The 55-year-old Philadelphia transplant owns Rapattoni’s Barbershop in the heart of Downtown Plano. He enrolled in beauty school at 40, chasing a childhood dream after a career in sales.
“At 40, I didn’t care,” he says. “I wasn’t that guy anymore.”
He got his first job as a barber in Philadelphia, before moving to Los Angeles and then settling in Plano with a job at Finley’s Barbershop.
“We had the same clientele on Thursday nights for some reason,” Rapattoni recalls. “It was like the bald fades, they would come in once a week. The manager was gone, we’d say whatever we wanted.”
Through those Thursday nights, Rapattoni noticed the power of community that could be made in an environment like a barbershop.
“We even branded it as ‘Finley’s After Dark,’” he jokes. “It was the same people coming in with the same jokes, they’re leaving with these big smiles. Why wouldn’t this just be a thing?”
With Rapattoni’s Barbershop, he tried to do just that. He opened the spot in August 2020 with his exact vision in mind: create a barbershop that feels like a hangout.
“I knew I understood the business because I was a business consultant,” Rapattoni says. “The relationship part of it, I might have actually been intimidated by that.”

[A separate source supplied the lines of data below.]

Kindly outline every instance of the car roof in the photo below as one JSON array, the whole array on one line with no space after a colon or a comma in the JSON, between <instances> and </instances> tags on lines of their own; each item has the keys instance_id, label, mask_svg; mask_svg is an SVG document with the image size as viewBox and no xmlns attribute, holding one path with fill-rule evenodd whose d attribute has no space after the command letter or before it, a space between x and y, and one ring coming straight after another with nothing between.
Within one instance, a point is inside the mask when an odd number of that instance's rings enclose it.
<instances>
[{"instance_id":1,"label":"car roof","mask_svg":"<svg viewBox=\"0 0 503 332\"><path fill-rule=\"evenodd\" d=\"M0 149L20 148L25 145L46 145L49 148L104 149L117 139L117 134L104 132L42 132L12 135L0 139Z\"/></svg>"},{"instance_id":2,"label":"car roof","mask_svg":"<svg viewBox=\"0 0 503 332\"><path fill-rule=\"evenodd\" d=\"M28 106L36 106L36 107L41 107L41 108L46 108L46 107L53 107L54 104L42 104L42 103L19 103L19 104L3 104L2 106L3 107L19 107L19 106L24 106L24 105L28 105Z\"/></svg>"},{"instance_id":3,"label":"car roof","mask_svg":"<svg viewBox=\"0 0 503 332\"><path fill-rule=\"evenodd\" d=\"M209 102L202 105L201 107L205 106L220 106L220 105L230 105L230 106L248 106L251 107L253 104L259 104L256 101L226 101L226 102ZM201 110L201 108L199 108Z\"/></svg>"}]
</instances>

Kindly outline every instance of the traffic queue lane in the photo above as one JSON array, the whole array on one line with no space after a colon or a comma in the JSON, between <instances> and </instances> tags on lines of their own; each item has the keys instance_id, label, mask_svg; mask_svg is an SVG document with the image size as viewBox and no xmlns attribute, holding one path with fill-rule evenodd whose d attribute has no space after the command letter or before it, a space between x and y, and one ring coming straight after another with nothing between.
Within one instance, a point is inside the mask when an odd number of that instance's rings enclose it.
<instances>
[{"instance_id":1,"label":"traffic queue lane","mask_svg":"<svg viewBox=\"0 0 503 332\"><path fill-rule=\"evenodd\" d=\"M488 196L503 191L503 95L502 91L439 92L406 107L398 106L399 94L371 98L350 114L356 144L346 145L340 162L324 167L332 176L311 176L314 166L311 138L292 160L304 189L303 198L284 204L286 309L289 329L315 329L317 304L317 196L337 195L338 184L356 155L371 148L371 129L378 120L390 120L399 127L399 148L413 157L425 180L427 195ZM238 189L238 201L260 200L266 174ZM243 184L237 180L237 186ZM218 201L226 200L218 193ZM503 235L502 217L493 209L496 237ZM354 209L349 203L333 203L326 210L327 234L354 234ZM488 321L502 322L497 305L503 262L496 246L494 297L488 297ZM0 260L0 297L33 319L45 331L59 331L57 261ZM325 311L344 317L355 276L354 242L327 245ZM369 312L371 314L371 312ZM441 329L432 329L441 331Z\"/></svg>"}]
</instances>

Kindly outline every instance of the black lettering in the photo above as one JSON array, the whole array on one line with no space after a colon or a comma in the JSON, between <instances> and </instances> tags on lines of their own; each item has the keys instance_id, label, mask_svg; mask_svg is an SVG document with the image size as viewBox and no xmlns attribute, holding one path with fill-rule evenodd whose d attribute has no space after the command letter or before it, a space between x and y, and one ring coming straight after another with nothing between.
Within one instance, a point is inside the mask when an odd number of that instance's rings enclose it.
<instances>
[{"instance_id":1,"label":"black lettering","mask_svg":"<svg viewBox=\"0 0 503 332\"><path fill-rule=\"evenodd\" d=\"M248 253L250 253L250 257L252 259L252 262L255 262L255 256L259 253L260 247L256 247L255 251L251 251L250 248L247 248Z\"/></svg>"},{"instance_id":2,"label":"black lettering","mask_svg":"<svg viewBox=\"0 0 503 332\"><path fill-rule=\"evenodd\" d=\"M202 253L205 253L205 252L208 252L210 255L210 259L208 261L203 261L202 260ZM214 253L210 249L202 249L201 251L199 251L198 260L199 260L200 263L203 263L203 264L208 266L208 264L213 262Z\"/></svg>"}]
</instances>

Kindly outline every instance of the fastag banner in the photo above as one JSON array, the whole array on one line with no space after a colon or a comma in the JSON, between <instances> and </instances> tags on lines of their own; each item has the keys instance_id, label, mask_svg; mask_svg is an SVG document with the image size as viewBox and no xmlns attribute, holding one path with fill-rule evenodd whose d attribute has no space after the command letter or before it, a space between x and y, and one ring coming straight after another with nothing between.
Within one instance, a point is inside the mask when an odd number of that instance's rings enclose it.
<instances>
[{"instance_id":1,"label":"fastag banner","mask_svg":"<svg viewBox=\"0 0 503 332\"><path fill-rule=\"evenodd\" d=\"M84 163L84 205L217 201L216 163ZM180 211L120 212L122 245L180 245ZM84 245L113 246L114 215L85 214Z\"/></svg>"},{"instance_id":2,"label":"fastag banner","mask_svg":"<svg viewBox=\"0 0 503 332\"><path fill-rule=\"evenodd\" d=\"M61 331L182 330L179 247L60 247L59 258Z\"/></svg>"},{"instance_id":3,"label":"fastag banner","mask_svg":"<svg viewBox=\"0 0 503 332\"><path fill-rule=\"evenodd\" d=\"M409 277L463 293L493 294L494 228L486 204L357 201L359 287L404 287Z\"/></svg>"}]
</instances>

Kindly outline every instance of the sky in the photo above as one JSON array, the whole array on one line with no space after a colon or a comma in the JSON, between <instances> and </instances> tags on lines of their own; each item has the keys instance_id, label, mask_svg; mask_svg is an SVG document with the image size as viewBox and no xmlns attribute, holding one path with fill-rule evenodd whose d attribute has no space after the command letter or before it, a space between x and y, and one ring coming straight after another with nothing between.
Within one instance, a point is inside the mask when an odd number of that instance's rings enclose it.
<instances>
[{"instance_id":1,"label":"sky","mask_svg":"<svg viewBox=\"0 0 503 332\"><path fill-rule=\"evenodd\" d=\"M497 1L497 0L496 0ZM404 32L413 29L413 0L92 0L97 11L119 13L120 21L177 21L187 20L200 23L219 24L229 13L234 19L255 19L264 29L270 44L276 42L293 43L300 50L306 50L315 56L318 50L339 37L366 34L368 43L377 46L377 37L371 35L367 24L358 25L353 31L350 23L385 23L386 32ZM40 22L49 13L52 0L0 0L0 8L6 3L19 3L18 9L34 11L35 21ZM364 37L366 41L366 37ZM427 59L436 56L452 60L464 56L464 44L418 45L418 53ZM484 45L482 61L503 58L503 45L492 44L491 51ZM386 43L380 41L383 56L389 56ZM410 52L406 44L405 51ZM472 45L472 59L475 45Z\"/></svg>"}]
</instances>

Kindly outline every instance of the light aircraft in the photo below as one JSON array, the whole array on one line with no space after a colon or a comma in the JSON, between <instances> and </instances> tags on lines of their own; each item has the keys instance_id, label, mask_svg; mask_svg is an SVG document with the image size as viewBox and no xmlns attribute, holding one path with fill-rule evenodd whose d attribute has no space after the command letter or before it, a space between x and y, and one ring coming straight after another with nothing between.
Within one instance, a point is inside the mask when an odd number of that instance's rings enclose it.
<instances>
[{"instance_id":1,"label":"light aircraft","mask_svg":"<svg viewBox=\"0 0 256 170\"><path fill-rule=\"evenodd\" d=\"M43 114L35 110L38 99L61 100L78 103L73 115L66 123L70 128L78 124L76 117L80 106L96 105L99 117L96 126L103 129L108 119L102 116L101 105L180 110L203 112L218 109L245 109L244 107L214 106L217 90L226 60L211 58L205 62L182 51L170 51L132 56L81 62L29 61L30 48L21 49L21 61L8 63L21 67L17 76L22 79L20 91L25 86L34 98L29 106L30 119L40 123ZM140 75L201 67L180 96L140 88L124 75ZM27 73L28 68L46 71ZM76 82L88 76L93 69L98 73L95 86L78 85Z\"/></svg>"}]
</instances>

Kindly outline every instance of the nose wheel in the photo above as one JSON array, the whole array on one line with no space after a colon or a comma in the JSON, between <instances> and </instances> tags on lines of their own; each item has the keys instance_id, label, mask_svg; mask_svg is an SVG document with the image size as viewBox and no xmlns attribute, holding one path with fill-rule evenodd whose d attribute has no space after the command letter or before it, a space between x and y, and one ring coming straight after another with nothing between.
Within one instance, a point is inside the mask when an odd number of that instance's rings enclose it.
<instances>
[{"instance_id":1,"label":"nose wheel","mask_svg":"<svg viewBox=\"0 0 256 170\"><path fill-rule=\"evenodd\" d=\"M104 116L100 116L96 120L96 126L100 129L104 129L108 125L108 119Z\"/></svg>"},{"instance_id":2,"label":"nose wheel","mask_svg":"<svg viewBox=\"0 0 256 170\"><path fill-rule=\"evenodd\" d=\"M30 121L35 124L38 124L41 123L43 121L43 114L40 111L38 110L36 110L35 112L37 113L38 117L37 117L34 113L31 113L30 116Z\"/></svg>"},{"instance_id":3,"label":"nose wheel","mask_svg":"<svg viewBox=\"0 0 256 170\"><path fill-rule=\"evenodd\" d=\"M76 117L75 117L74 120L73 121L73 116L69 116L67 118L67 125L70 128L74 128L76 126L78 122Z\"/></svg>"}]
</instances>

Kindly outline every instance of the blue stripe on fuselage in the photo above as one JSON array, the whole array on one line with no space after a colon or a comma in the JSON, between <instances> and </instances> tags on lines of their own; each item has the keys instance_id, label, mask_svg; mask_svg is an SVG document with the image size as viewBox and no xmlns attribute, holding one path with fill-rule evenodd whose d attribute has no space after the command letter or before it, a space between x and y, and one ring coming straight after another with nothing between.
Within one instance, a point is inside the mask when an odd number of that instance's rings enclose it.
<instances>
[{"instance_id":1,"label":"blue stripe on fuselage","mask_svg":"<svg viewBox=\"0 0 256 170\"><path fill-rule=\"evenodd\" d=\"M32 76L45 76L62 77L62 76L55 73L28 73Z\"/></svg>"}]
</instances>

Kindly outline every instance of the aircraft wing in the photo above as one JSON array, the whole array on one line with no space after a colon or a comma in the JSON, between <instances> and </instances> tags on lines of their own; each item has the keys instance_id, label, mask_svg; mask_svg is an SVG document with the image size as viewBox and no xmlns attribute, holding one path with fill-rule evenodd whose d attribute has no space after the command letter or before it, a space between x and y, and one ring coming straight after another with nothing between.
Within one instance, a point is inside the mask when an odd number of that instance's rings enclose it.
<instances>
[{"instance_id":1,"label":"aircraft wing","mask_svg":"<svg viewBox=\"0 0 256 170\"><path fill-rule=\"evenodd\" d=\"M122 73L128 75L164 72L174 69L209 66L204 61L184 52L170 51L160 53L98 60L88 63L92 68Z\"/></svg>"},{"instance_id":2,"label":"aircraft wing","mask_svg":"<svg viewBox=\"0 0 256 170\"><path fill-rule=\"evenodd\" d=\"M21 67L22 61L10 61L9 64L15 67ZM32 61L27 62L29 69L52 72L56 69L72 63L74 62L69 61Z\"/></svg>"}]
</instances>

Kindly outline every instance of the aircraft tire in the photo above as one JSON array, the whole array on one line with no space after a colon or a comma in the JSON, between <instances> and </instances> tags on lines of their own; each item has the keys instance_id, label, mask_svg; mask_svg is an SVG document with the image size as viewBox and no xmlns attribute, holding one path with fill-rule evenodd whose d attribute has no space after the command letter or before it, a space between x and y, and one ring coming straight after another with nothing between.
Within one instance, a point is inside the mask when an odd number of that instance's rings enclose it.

Rapattoni brought over some of the clients he cut for at Finley’s, but the prospect of building up a whole new customer base was daunting. He wanted to make sure his vision stayed exact.
After 15 years in the hair-cutting business, he’s beginning to see the fruits of his labor.
“You start cutting a 22-year-old’s hair,” Rapattoni says. “Then you’re at his wedding at 30 making sure his hair is right to walk down the aisle.”
Going on the fourth year of his own shop, Rapattoni says he’d love to see the shop expand to more locations, so long as the soul remains the same.
“It’s a bunch of dudes hanging on a street corner,” he says. “We just so happen to be cutting hair.”